Quindi il Pil, in termini reali o in termini monetari, non aumenterà nel modo in cui Padoan ha previsto. Le risposte del ministro sono inadeguate, oltre a essere inficiate dalla propaganda e dalla sua visione distorta. L’espansione della domanda interna dipende da due fattori: il prezzo del petrolio e il basso tasso d’interesse. Ciò aiuta a ridurre i costi sia dei consumi durevoli, sia degli investimenti di privati e imprese, nonché ad aumentare il potere d’acquisto. Tanto è vero che nei primi tre trimestri 2016 nell’Eurozona si prevede un aumento del potere d’acquisto dell’1,8% e del Pil dell’1,4%.

Il nuovo pacchetto per la crescita è ciò di cui ha bisogno il Paese?

La vera priorità mi sembra un’altra. Il credito in Italia è inceppato perché, per quanto riguarda la procedure fallimentari, il sistema giudiziario non funziona. La durata di queste procedure è pari a otto anni in Italia e quattro anni negli altri Paesi. Mediobanca ha calcolato che ogni anno in più fa perdere il 10% del valore sulle garanzie in questione. Se noi riuscissimo a ridurre la durata di queste procedure da otto a sei anni, il problema delle sofferenze bancarie italiane potrebbe ridursi in modo significativo.

Le norme fallimentari dell’Italia non funzionano?

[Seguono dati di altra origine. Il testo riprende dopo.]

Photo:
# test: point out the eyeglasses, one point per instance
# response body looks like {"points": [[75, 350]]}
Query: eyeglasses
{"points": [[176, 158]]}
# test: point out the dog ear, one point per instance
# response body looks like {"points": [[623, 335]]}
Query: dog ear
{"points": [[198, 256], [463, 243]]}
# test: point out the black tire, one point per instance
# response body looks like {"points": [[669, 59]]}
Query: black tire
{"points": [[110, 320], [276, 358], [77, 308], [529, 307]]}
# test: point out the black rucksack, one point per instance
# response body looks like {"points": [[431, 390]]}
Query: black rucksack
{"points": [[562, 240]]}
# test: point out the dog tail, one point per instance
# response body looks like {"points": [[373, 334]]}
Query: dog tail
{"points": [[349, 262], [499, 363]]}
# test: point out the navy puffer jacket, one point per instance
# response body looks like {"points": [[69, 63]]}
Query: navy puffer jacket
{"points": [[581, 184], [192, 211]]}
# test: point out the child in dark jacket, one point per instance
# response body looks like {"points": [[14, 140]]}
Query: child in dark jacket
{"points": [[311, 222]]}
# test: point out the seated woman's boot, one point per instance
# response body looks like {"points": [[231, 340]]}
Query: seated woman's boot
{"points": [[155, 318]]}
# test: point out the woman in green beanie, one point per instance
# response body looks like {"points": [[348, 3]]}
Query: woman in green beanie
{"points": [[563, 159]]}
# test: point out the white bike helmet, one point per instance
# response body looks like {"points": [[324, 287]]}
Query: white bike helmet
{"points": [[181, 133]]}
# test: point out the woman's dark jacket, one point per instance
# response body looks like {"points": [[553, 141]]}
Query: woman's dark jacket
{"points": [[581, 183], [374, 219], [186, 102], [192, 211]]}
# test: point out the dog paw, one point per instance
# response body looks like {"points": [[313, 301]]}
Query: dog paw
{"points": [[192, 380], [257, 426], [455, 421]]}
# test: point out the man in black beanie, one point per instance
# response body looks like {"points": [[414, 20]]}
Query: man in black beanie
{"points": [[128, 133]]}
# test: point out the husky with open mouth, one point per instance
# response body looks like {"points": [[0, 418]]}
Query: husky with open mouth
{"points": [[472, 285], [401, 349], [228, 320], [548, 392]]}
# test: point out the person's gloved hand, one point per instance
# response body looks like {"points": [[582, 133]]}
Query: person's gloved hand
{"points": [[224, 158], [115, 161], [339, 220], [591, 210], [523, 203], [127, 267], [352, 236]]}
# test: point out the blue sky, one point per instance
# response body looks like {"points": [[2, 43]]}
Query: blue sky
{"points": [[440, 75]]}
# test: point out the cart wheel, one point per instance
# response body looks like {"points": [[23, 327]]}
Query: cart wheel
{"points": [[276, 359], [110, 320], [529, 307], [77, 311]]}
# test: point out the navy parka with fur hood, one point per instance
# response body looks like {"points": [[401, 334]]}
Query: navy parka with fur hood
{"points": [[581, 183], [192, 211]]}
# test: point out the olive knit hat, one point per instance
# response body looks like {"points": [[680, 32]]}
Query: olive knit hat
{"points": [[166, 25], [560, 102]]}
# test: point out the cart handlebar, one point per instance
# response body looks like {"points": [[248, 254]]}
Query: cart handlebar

Non è però soltanto una questione di norme fallimentari, ma di funzionamento dei tribunali. Il tribunale di Bolzano ha infatti una media di quattro anni, il Nord Italia di sette anni e la Basilicata di 12. I tribunali mancano di personale e le pratiche sono intasate: il governo dovrebbe occuparsi di questi aspetti organizzativi, mentre Padoan ha in mente soltanto le modifiche delle leggi in astratto. L’esecutivo di Renzi è capace soltanto di fare le riforme sulla carta, quando ci riesce.

 

Perché non basta?

Perché il vero problema da risolvere è che i nostri crediti si deteriorano perché le procedure sono lente e macchinose. Con una mentalità organizzativa che bada ai fatti anziché ai proclami, alla microeconomia e alla realtà sociale invece che ai grandi numeri, noi avremmo un Paese vicino ai dati dell’Unione europea, che non sono trionfali ma comunque ci metterebbero ai ripari dai rischi di nuove turbolenze dei mercati.